Girl in the Blue Coat

I thought I knew so much then. I thought the world was so black-and-white. Hitler was bad, and so we should stand up to him. The Nazis were immoral, and so they would eventually lose. If I had truly paid attention, I might have realized that our tiny country had absolutely no hope of defending itself, not when bigger countries like Poland had already fallen. I should have guessed that when Hitler told our country in a radio address that he had no plans to invade and we had nothing to fear that it meant his soldiers were already packing their parachutes and we had everything to fear. Joining the military wasn’t a symbolic statement. It was a fool’s errand.

So that’s why I hadn’t talked to Ollie in more than two years. That’s why I dream of Bas coming to me, angry that I never read his letter. That’s how I learned that being brave is sometimes the most dangerous thing to be, that it’s a trait to be used sparingly. That’s why, if I’m being honest with myself, I’ve become obsessed with finding Mirjam. Because it seems like a fair and right exchange: saving one life after destroying another.

I’m to blame for Bas’s death. Bas was stupid to love me. I only got him killed. It was my fault.





THIRTEEN




Fifty-two hours. I learned of Mirjam Roodveldt’s disappearance fifty-two hours ago. Two sleepless nights. Three encounters with German soldiers. One rescued baby. One still-missing girl. I haven’t seen Mrs. Janssen since I first agreed to help, so I bicycle to her house as soon as Ollie leaves, in the twilight before curfew, to tell her everything that has happened. She installs me at the kitchen table immediately, producing more real coffee and a plate of small croissants. When I bite into one, my mouth fills with almond paste. Banketstaaf, my favorite. Mrs. Janssen remembered from last time and had them waiting.

“I thought of a few more things also,” she says after I sketch out what I’ve learned so far. “About Mirjam. I’m sure they’re not helpful; they’re just things I keep thinking about.” She produces a piece of paper, squinting. “Number one: You said it would be dangerous to go to the neighbors, but Mirjam once mentioned a nice maintenance man in her building. Maybe you could talk to him? Number two: She liked the cinema a lot. She knew all the stars. Are there movie houses open still? You could try seeing if anyone had seen her there. Number three: She was a quiet girl, Hanneke. She didn’t like talking about her family; it made her too sad. She wasn’t afraid to ask about my family, though. Even Jan. Some people are afraid to ask about him, but Mirjam asked me lots of questions. I would come in to bring her a cup of tea, and we would talk and talk until it was late. And she was polite. She hated beets, but she never complained about eating them, not once. She never complained at all.”

Mrs. Janssen looks up at me. “Should I go on?”

“No. No, that was very helpful.”

So much happened today: the hidden camera, and Ollie, and the horrible red glow of the barren stage at the theater. I almost haven’t had time to work through how it all made me feel. And when I do think about it now, I feel ashamed.

Because when I first told Mrs. Janssen that I would find Mirjam, I had been viewing her as a discrete puzzle that I could try to solve. A way that I could put order back in my corner of the world. A way that I could take revenge on the Nazi system—a missing girl, like a missing pack of cigarettes. A way of finding the person I used to be. But in that horrible theater, and now in Mrs. Janssen’s kitchen listening to her talk about Mirjam uncomplainingly eating beets, I am finally thinking of her as what I know she has been all along: a life, a scared girl, one of many.

“Should I burn this paper now?” Mrs. Janssen asks, holding up the notes she just read from.

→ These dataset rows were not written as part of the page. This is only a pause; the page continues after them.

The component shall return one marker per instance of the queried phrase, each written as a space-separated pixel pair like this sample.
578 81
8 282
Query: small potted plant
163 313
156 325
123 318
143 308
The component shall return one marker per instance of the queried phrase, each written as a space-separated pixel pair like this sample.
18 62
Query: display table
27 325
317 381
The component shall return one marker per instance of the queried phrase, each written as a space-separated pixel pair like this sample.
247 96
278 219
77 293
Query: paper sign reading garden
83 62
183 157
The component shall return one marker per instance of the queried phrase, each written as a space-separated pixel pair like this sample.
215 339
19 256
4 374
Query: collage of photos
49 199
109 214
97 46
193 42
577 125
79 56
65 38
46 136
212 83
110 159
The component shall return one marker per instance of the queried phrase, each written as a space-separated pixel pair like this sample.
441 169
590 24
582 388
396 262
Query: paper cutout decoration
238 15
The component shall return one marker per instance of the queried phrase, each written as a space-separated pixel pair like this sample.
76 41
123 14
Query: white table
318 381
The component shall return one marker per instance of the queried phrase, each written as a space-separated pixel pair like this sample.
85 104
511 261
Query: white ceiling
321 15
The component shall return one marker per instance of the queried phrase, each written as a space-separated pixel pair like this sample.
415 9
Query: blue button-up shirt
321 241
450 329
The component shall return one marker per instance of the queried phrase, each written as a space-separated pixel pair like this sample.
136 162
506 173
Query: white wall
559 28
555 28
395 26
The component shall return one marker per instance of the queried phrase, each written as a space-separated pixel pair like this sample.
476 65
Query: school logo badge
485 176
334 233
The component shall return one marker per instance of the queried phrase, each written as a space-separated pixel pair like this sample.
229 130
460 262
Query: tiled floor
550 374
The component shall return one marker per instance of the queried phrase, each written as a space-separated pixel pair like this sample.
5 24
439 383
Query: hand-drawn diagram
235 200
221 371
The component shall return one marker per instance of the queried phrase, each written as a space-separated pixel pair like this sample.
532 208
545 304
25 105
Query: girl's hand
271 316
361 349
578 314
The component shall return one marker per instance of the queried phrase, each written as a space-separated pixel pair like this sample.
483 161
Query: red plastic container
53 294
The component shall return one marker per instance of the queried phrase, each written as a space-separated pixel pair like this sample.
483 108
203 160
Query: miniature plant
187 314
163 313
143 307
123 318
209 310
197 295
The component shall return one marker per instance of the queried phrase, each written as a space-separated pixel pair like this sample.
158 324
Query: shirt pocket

I hesitate and then nod. “Yes, probably.”

“All right.”

She searches for the matches near the stove but doesn’t seem to see them, even though they’re less than a foot from her hand.

“Mrs. Janssen, where are your glasses?”

Her fingers fly up to her nose, where two deep marks are still indented on the bridge. “Oh. I dropped them. Behind the armoire.”

“When?”

“The morning after you left.”

“That was a couple of days ago.”

“I know where everything is in this house, for the most part.”

I feel nauseated with this thought of her, bumping around the house with her cane, half blind, ordering almond pastries on the chance that I’ll come over to eat them, wishing that she still had someone to ask about her son. She’s so alone now.

I brush the crumbs off my fingers. “Take me to the armoire. I’ll get your glasses.”

She leads me through the house to her bedroom, talking. “I’m just getting used to living alone. The boys or Hendrik would have helped me with my glasses. And then Mirjam, she would have. There’s just always been someone around to help me. You know, I used to be a career girl, like you. Forty years ago, when almost no women worked, I met Hendrik because he hired me to be his shop assistant. I thought I was so independent, but then my life became about caring for other people, and now I don’t want to be alone. I never would have thought.”

Mrs. Janssen’s armoire looks clunky and heavy, made of oak. I won’t be able to move it on my own. Underneath, I can see Mrs. Janssen’s glasses, but the space is too slim for my arm to squeeze through.